Nevertheless, by 1987 he had built a roster of wealthy clients, and made enough money to buy a Ferrari 328 GTS and frequently dine at Cipriani, the power-lunch establishment in downtown Manhattan.

“He couldn’t imagine when he ran away from home that he would be living this way,” Mr. Harmer, his dealer, said. “He felt indebted to America.”

And so, when the stock market plunged that November, sending the country into panic, he felt he had to act. Spending two years and $325,000 of his own money, he crafted “Charging Bull,” a work that he later said evoked the “strength and determination” of the American people.

Mr. Di Modica put the sculpture up for sale in the 1990s, but he refused an offer that would entail moving it to a casino in Las Vegas. He finally sold it to the British investor Joe Lewis, on the condition that Mr. Lewis never move it from its Bowling Green location. The amount Mr. Lewis paid was not made public, but Mr. Di Modica’s original asking price was $5 million. (Mr.
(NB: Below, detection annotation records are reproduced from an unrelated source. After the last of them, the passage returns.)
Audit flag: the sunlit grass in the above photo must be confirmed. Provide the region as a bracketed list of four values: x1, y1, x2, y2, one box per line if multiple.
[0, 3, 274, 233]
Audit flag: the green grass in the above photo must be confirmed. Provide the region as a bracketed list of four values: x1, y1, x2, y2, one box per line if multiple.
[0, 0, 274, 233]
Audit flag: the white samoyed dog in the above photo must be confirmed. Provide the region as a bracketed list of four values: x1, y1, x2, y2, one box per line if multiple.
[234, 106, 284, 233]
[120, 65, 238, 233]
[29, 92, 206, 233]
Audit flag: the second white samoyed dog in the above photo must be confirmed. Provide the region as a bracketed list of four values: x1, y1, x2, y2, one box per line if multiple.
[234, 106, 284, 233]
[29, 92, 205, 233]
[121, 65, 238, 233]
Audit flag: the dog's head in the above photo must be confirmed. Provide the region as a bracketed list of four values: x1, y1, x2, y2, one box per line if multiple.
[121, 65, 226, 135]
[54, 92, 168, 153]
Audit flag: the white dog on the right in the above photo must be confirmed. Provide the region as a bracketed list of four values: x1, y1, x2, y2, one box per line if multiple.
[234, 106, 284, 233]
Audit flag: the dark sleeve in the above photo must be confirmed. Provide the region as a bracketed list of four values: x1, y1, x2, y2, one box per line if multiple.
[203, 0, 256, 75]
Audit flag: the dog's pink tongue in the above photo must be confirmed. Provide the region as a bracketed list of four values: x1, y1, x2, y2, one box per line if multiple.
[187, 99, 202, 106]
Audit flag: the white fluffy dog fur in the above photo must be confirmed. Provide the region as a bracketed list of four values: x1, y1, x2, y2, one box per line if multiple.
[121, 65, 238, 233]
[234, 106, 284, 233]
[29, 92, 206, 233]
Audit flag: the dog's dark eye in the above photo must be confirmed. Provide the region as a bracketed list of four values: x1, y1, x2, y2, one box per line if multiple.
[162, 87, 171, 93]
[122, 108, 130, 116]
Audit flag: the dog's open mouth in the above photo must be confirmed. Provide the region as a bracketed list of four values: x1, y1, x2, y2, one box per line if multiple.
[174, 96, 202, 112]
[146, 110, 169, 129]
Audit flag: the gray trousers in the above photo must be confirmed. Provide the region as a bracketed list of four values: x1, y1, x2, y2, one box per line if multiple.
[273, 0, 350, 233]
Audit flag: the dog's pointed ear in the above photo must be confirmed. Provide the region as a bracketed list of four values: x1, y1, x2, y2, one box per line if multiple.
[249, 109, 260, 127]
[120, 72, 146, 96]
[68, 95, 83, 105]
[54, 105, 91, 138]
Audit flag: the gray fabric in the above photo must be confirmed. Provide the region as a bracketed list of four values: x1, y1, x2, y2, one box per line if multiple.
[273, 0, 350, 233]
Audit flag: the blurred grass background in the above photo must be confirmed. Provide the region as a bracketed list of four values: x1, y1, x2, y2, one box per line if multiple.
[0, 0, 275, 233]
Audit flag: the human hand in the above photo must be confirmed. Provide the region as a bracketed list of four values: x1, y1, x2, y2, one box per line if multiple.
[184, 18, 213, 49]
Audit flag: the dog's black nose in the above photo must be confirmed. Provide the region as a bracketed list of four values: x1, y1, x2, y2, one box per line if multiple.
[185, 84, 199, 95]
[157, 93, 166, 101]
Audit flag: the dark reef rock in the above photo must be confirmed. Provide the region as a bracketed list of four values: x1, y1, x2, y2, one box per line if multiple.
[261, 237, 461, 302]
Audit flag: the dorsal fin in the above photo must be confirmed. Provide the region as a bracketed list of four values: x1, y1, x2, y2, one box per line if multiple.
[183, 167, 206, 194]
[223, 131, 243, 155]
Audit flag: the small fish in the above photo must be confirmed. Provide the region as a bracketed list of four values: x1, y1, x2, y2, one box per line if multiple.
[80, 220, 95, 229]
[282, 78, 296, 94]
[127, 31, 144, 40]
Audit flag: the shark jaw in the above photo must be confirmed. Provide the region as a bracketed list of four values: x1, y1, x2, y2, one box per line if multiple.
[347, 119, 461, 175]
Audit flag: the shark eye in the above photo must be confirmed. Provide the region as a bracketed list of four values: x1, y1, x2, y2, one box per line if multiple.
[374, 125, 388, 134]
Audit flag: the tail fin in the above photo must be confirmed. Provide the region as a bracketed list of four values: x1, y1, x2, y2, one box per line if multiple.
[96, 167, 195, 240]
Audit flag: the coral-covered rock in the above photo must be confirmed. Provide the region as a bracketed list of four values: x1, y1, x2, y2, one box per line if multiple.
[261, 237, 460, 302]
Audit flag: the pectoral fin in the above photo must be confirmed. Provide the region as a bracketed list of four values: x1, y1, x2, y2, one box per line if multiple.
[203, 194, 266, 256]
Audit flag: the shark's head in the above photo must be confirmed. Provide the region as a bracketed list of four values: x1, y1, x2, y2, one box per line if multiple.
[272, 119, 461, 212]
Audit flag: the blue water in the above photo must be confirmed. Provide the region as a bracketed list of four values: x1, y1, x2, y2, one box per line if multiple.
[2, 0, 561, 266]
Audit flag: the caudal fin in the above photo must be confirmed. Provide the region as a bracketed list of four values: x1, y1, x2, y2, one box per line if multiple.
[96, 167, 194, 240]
Lewis also bought several other copies of the sculpture.)

In 2000, he married Stefania Oriana Drago, who survives him, along with their daughter, Marianna, and a stepdaughter, Nadia. Information on other survivors was not immediately available.

Mr. Di Modica was extremely protective of his work. In 2006, he sued Walmart and several other companies for using images of “Charging Bull” on their products.

Along with tourists, the work drew more than its share of street-style critical responses. In 2008 and again in 2017, it was vandalized with paint, and in 2019 a man attacked it with what witnesses said looked like a makeshift metal banjo, leaving a six-inch gash in one of its horns. During the Occupy Wall Street protests, in 2011, police surrounded it with a tall fence, for fear that activists might attack it as a symbol of American capitalism.

One night in 2017, the artist Kristen Visbal, aping Mr. Di Modica’s original stunt, illicitly deposited her own bronze statue standing opposite his sculpture — this one a bronze girl in ponytails, standing opposite “Charging Bull” with her fists on her hips.

Ms. Visbal called her work “Fearless Girl,” and it was likewise an immediate tourist draw and cultural icon. But Mr. Di Modica was unhappy, saying Ms. Visbal had changed the meaning of his work, rendering it a hypermasculine counterpoint to girl power instead of the image of universal optimism he had intended.

In 2018 “Fearless Girl” was moved to the front of the New York Stock Exchange, not far from the spot where Mr. Di Modica had left “Charging Bull” on that night in 1989.

Beginning in the late 2000s, Mr. Di Modica spent more and more time in Vittoria, his hometown, where he had bought 13 acres for a sculpture school. He poured money into the project, eventually selling his SoHo studio to help finance it.

Despite a continuing battle with intestinal cancer and other ailments, he also concentrated on another monumental sculpture, his largest yet: two 40-foot-high rearing horses — the prototype, he said, for a 132-foot work that would someday straddle a river near Vittoria.

He completed the prototype in 2019, working intensely even as his health deteriorated. At his death, he was just getting started on the final version.

“I must finish this thing,” he told Mr. Harmer. “I will die working.”